Витя хочет поправить позу лежащего, придавая ему более благообразный вид. Поблескивает на руке кольцо. Витя пробует его снять. Вросло. И пальцы распухли. Витя наступает ногой на кольцо, руками тянет за предплечье – не получается никак…
Уборщик Бориска уже несколько минут наблюдает за этой возней. Сначала сверху, с галереи, потом спускается на сцену.
– Витек, ты с мылом попробуй. С мылом всегда снимается. Вон мыло лежит…»
«Я слишком долго живу в Одессе, – говорит Муратова, профессиональная провинциальная анархистка, – свыклась с нею. Впрочем, узнику ведь тоже начинает нравиться его темница, он не хочет уходить на волю… Главное, что есть в Одессе, – это море. Его люблю по-настоящему. Как сказала одна из моих зрительниц, в случае чего в море всегда можно утопиться…»
Лариса Шепитько:
«Я разбилась в кровь…»
Когда были они на пути, восходя в Иерусалим, Иисус шел впереди их, а они ужасались и, следуя за Ним, были в страхе. Подозвав двенадцать, Он опять начал им говорить о том, что будет с Ним: вот, мы восходим в Иерусалим, и Сын Человеческий предан будет первосвященникам и Книжникам, и осудят Его на смерть, и предадут Его Язычникам, и поругаются над Ним, и будут бить Его, и оплюют Его, и убьют Его; и в третий день воскреснет…

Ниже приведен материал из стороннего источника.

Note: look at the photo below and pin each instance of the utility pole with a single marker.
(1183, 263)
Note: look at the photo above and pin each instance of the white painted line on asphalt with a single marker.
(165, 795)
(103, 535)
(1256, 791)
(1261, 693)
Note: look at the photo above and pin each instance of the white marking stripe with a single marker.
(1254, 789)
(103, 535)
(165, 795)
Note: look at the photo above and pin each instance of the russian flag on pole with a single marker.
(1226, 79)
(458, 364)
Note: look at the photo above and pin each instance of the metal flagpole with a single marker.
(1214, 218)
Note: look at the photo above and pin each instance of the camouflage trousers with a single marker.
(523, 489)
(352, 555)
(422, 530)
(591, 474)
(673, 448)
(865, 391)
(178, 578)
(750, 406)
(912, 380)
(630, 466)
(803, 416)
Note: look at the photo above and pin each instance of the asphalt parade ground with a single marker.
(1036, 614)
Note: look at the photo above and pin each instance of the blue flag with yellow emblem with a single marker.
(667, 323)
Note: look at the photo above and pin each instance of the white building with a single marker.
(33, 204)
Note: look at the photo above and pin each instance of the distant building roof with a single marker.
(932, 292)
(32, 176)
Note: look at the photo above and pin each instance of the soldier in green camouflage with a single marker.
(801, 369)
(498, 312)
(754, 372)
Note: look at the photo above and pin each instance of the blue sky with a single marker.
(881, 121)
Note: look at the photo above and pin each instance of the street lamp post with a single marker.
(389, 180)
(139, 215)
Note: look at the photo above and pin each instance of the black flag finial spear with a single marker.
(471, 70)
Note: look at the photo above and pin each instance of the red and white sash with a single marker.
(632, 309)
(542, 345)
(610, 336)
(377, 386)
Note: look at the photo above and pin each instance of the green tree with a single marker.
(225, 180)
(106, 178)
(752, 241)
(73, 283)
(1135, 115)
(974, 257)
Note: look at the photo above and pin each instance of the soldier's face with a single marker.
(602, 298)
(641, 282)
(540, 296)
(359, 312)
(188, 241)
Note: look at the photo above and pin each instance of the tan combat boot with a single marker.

Москва, Малая Грузинская, 28, июль 1979 года
Выпроводив друзей и наконец-то оставшись один, он отправился на кухню, заварил, смешав разные сорта, свежий чай и примерился побездельничать. По крайней мере, в ближайшие пару часов никого из гостей больше не ожидалось. Высоцкий медленно прошелся по квартире, попутно отметив, что все в полном порядке, нигде не пылинки. Сразу чувствуется: мама успела побывать здесь до его возвращения. В кабинете на рабочем столе аккуратной стопкой были сложены газеты, скопившиеся за время отсутствия. В Италии их, слава богу, не было, и ничего, жил себе спокойно. Солнце, море, легкое вино – всего вдоволь, даже чересчур…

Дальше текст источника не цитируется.